In contractual disputes, particularly breach of contract cases, a common issue that arises is whether the underlying contract is even enforceable. A prudent attorney will determine if there are any substantive or procedural deficiencies which can sink the contract. Just because one specific section of a contract is void or unenforceable, however, does not necessarily mean that the entire contract fails. For example, if one provision is substantively unconscionable or vague and ambiguous, the remaining portions of the contract may survive. The decision by a Court as to whether to strike the remaining portions of a contract is often referred to as a severability analysis (i.e., whether to cut/sever the offending portions of the contract and to leave the rest intact or to throw out the entire agreement).

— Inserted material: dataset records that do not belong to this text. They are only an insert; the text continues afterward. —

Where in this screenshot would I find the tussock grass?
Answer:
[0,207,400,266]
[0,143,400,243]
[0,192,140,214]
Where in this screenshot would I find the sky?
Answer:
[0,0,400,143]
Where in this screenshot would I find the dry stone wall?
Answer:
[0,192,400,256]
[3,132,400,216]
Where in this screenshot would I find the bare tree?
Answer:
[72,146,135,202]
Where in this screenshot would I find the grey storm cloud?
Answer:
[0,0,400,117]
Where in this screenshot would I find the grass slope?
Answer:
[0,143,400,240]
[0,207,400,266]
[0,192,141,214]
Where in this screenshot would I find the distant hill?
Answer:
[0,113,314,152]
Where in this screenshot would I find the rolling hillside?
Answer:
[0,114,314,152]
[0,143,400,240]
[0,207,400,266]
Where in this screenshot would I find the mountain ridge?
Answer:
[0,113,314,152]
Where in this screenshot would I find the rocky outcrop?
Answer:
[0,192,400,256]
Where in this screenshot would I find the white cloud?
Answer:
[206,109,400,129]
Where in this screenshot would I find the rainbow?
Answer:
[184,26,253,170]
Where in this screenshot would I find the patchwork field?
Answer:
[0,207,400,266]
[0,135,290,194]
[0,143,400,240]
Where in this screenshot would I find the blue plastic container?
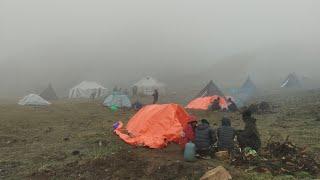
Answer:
[184,142,196,162]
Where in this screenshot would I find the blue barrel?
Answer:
[184,141,196,162]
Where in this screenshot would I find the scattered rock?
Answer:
[44,127,53,133]
[71,150,80,156]
[215,151,229,161]
[200,166,232,180]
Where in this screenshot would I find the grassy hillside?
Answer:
[0,91,320,179]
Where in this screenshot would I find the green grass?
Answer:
[0,92,320,179]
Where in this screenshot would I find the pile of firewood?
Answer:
[232,138,320,175]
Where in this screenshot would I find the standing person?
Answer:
[217,117,236,152]
[90,91,97,101]
[237,110,261,151]
[211,97,221,111]
[179,116,198,149]
[194,119,217,156]
[227,98,238,112]
[152,89,159,104]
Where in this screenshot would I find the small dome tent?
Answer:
[40,84,58,101]
[69,81,108,98]
[103,92,131,108]
[132,76,165,96]
[18,94,51,106]
[196,80,224,98]
[186,96,228,110]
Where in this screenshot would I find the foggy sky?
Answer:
[0,0,320,96]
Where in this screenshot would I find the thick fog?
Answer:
[0,0,320,97]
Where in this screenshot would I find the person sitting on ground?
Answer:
[217,117,235,152]
[236,110,261,151]
[179,116,198,149]
[211,97,221,111]
[228,98,238,112]
[194,119,217,156]
[152,89,159,104]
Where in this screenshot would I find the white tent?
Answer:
[69,81,108,98]
[103,93,131,108]
[18,94,51,106]
[133,76,165,96]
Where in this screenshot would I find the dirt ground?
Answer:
[0,90,320,179]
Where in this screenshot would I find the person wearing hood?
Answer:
[194,119,217,156]
[217,117,235,152]
[237,110,261,151]
[227,98,238,112]
[179,116,198,149]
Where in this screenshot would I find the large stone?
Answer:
[200,166,232,180]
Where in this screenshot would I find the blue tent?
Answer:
[103,93,131,108]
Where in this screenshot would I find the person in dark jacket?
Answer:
[217,118,235,152]
[228,98,238,112]
[237,110,261,151]
[152,89,159,104]
[194,119,217,156]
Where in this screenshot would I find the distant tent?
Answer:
[196,80,224,98]
[186,96,228,110]
[132,76,165,96]
[18,94,51,106]
[239,77,257,94]
[281,73,301,88]
[103,93,131,108]
[114,104,190,149]
[40,84,58,101]
[69,81,108,98]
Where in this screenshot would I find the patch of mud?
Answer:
[30,146,206,179]
[0,161,21,179]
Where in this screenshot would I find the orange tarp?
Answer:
[115,104,190,148]
[186,96,228,110]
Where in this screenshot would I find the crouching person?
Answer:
[194,119,217,157]
[237,110,261,151]
[217,118,235,153]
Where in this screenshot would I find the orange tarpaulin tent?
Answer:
[186,96,228,110]
[115,104,190,148]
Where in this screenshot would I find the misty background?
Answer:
[0,0,320,97]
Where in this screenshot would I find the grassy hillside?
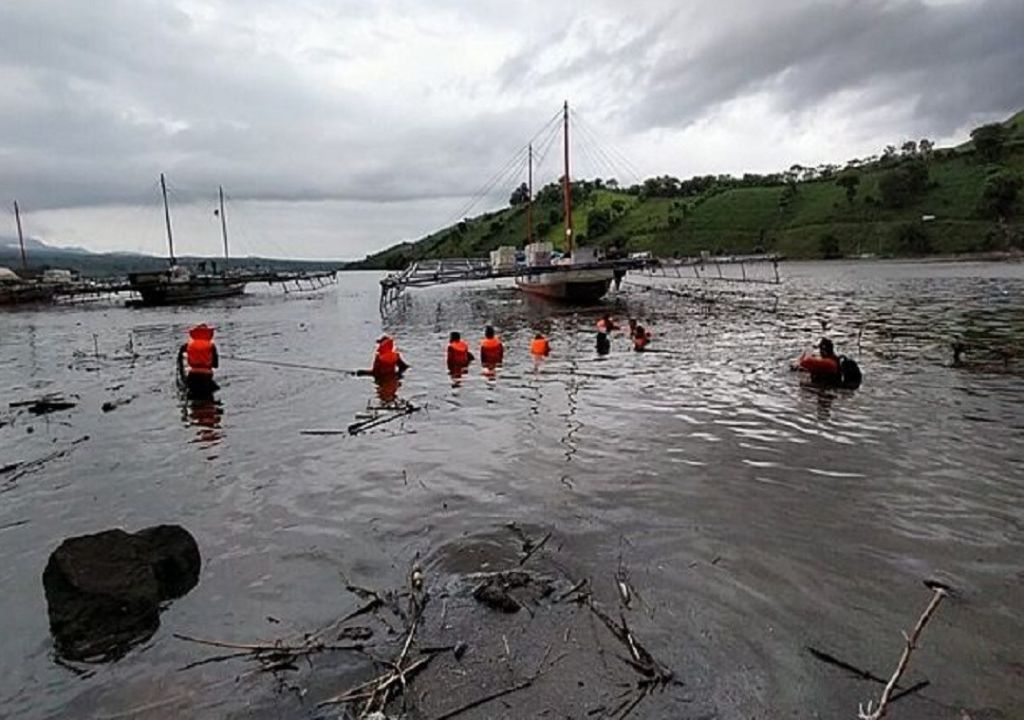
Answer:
[358,112,1024,269]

Whether a contract is severable depends on the circumstances of the case and is largely a question of the contracting parties’ intent. Swain v. Auto Servs., Inc., 128 S.W.3d 103, 108 (Mo. Ct. App. 2003). If an unenforceable term is essential to the entire agreement, then it may render the remainder of the agreement unenforceable. Id. For these reasons, contracts will often include standard boiler plate provisions that state something like the invalidity of one or more portions of this agreement shall not affect the validity of the remainder hereof. The absence of a severability clause tends to indicate that a contract is entire and not severable. Hays v. Mo. Highways & Transp. Comm’n, 62 S.W.3d 538, 542 (Mo. Ct. App. 2001).
Severability clauses do not just exist in contracts. Federal and state legislation will almost invariably include such language so that an entire Act/Bill is not struck down.